Today I recommit Ireland to reaching the UN target of 0.7%.  This will be achieved by 2012, three years earlier than the agreed EU target date of 2015.  Given current economic projections this will mean a tripling of Ireland’s ODA above current levels.

Our commitment is demanding but achievable.  And it will be achieved.

As the first milestone on the way to reaching the UN target, I commit the Government to significantly increasing our ODA in the next two years, in order to reach an interim target of 0.5% of our GNP in 2007.  This means that we will spend €658 million next year and €773 million on ODA in 2007.

Quantity is important, but so also is quality.  Ireland is one of the very few donors all of whose aid is untied.  Our aid will remain untied. Our aid is effective aid. 

The new money will support new actions: 

Firstly, next year, Ireland will double its spending on the fight against HIV/AIDS to €100 million.  This builds on the commitment I gave here in 2001 to put the battle against HIV/AIDS at the very centre of our programme.

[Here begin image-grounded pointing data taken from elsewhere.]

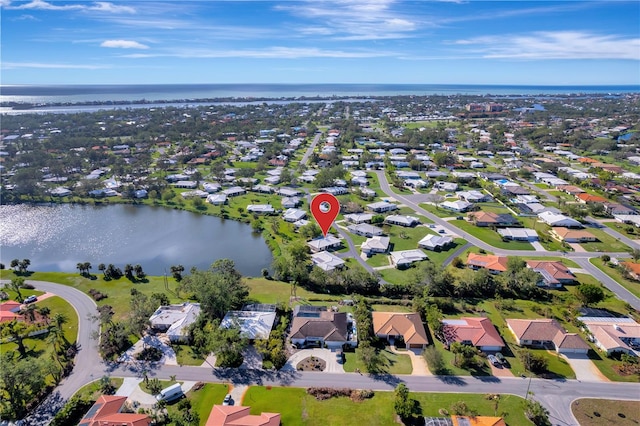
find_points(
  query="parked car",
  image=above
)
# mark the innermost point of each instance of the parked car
(30, 299)
(227, 400)
(493, 360)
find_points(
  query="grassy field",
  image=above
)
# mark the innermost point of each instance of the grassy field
(605, 242)
(597, 412)
(298, 408)
(37, 346)
(490, 236)
(613, 272)
(395, 363)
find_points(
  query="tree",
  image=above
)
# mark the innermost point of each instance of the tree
(15, 285)
(405, 406)
(176, 272)
(219, 289)
(589, 294)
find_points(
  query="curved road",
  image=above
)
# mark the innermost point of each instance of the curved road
(556, 395)
(581, 258)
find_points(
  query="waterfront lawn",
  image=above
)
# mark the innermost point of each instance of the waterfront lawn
(614, 272)
(490, 236)
(297, 407)
(37, 346)
(597, 412)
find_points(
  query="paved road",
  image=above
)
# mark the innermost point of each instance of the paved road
(582, 258)
(309, 151)
(88, 363)
(555, 395)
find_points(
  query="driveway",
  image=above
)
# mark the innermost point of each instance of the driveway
(325, 354)
(585, 369)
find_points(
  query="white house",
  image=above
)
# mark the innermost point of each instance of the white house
(377, 244)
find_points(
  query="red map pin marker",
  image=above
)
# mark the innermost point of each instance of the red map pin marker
(325, 208)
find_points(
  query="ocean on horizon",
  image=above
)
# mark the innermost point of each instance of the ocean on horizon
(42, 94)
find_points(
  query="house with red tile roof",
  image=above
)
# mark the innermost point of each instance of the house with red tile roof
(107, 411)
(546, 332)
(495, 264)
(554, 273)
(479, 332)
(230, 415)
(395, 325)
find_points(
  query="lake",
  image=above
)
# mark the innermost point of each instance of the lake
(57, 237)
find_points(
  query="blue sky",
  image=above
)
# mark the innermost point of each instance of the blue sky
(346, 41)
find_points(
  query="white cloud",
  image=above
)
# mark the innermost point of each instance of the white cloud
(123, 44)
(268, 53)
(41, 65)
(353, 19)
(100, 6)
(554, 45)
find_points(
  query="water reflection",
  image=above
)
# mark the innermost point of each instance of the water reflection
(57, 237)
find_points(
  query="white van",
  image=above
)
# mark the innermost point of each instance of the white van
(171, 393)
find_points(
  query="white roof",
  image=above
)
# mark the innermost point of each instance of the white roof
(406, 257)
(518, 233)
(326, 261)
(253, 324)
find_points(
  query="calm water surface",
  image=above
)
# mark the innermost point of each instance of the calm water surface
(57, 237)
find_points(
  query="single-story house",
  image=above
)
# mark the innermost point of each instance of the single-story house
(290, 202)
(107, 410)
(405, 258)
(365, 230)
(217, 199)
(255, 322)
(359, 217)
(572, 235)
(554, 273)
(473, 196)
(614, 334)
(382, 207)
(456, 206)
(518, 234)
(234, 191)
(395, 325)
(324, 243)
(261, 208)
(478, 332)
(435, 242)
(236, 415)
(174, 320)
(326, 261)
(396, 219)
(557, 219)
(546, 332)
(375, 244)
(484, 219)
(314, 324)
(294, 215)
(495, 264)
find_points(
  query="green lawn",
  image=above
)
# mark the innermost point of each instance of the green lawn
(490, 236)
(396, 363)
(613, 272)
(298, 408)
(37, 345)
(605, 242)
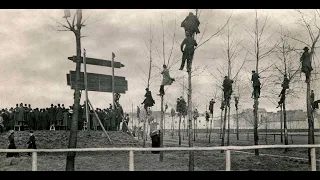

Secondly, the new resources will allow Ireland to respond more quickly and effectively to major humanitarian emergencies.  We will work in partnership with the UN and NGOs to bring relief to victims and to tackle the root causes of hunger. 

Thirdly, we will support the UN in creating the new fund to promote democratic values throughout the world.  People want to help but they want to be sure their money is being properly used. To ensure that public support for aid remains strong, we must work with developing countries to improve governance, promote human rights, increase transparency and stamp out corruption. 

And finally, we know from our own experience that reducing poverty needs strong economic growth and a vibrant private sector. We will work together with Irish industry and partner companies in Africa to promote trade, investment and technology transfer.

By committing to the 0.7% target, Ireland will spend up to €8 billion helping to tackle poverty and alleviate poverty in some of the world’s poorest countries.  By any standards this is a huge commitment on behalf of the Irish people, but I know that they, and especially the young people, will welcome it.

Gathered here, we have pledged to take action to make the world more secure and more just.  Now we must follow through.  We have taken a step forward, but there is a long road still to travel.